Defense Department is 'fat cat' in lean 1981 US budget

While other federal departments are struggling to meet President Carter's requirement to thin their slices of the fiscal 1981 US budget pie by as much as 15 percent, only the Defense Department has not been asked to cut its share.

Analysts outside the defense establishment view the Pentagon, by comparison, as the "fat cat" of the fiscal year, with a $158.7 billion request that already is being increased.

Since Defense Department spokesman Thomas Ross confirmed late last month that the White House had not included the Pentagon in the request for budget trims, there have been these new developments:

* The House Armed Services seapower subcommittee has heeded Navy Secretary Edward Hidalgo's arguments that Navy shipbuilding levels now projected, after attrition, actually would reduce present strength to 392 fighting ships at the end of fiscal 1985, 11 percent lower than its now thinly stretched global force.

The subcommittee has recommended adding six ships costing $2.2 billion to the fiscal 1981 budget. The Iran-Afghanistan crisis situation requires continuing US naval presence in the Indian Ocean.

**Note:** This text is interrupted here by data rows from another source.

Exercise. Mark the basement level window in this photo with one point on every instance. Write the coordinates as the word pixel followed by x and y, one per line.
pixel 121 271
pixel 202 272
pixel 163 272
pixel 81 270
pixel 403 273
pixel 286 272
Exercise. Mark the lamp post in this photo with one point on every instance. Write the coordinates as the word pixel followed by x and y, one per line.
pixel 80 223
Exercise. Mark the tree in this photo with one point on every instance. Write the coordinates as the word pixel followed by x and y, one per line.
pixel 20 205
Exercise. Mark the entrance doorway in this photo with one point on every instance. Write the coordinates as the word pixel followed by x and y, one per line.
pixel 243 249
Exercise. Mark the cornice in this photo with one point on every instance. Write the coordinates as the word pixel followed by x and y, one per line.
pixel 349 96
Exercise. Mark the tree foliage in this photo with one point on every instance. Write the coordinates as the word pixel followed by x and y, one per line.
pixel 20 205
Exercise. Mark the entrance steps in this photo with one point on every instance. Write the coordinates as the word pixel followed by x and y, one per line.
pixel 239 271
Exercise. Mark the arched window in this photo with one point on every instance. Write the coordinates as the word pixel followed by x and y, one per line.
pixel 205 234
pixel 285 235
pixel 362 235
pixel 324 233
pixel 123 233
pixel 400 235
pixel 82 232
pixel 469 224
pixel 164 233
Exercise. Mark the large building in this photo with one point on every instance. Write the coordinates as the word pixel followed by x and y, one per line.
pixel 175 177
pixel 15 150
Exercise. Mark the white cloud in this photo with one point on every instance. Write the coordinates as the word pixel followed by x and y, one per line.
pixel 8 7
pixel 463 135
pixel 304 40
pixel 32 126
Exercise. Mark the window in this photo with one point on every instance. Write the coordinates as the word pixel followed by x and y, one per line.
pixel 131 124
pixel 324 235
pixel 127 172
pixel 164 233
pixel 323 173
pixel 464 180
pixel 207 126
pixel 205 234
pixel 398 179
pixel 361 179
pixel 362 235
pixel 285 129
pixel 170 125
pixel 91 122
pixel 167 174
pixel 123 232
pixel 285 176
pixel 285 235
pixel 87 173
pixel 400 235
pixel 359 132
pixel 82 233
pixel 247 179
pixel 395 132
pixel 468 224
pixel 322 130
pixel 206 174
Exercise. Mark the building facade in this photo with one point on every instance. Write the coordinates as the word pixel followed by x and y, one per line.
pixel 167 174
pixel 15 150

This led the committee to suggest modernizing the old aircraft carrier Oriskany and also taking out of mothballs the New Jersey, a World War II-era battleship.

A 93,000-ton nuclear-powered aircraft carrier, the Carl Vinson, sister ship of the USS Nimitz and USS Dwight D. Eisenhower, is to be launched March 15 at Newport News, Va., and is scheduled for delivery to the Navy in 1982, the Pentagon announced. One more Nimitz-class carrier -- the fourth -- has been authorized by Congress, despite an earlier veto and objections by the Carter administration.

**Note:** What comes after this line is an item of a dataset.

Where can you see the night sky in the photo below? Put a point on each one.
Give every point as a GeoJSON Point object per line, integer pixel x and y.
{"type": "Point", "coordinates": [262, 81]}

* For years, the Navy has sought 90 nuclear-powered attack submarines, like the Los Angeles-class subs now under construction, to neutralize Soviet submarines and escort US surface task forces.

Instead of building only one Los Angeles- class submarine and designing a slower, inexpensive sub (nicknamed "Fat Albert"), as the administration requested, the House panel has added $906.6 million for two more Los Angeles-class subs and insisted on designing a new type, larger and more costly than "Fat Albert."

It also added nearly $500 million for two guided-missile frigates and $47 million for expediting work and improvements on a new class of amphibious assault ships, called LSD- 41s -- usable in the Persian Gulf or other locations where marines and supplies have to land directly on beaches, without access to port facilities.

* The Air Force Chief of Staff, Gen. Lew Allen Jr., recently pointed out that US airlift capacity is so deficient that the Air Force could probably muster only half of actual needs for flying troops and cargo to Europe during the first 15 days of a NATO emergency.

Consequently, Defense Secretary Harold Brown ordered the Air Force to move plans for first operational use of the protected new wide-bodied CX cargo plane -- still on the drawing boards -- from fiscal 1986 or 1987, as earlier planned, to no later than Oct. 1, 1985.

The fiscal 1981 budget request is for $80.7 million to begin CX development, once a design is chosen, with $408.9 million programmed for fiscal 1982.

* Although some congressmen, in the words of one Pentagon analyst, have been ready to "throw more money at us than we asked for" in some programs, the CX does not have strong support in the important House Armed Services Research and Development Subcommittee. Some congressmen reportedly believe CX funds could be better used to build more C-5 galaxy transports.

* Inflation is hitting nearly all the Pentagon's major development programs, such as the Navy's McDonnell Douglas F-18A fighter. A new report estimates a program cost increase of $5.1 billion for this fighter alone.

The Air Force's F-16, being coproduced by General Dynamics and a European consortium, and to be sold to both Israel and Egypt, has gone up in cost by $3.4 billion.

The Pentagon's original budget estimate -- worked out before the Soviet invasion of Afghanistan -- provided for apparent real growth of 5.4 percent. While this assumed an inflation rate of 8.42 percent, Pentagon analysts now believe the actual inflation rate for fiscal 1981 may be much higher.Inflated fuel costs, too, may add as much as $5 billion or more in supplemental 1980 and 1981 budget requests.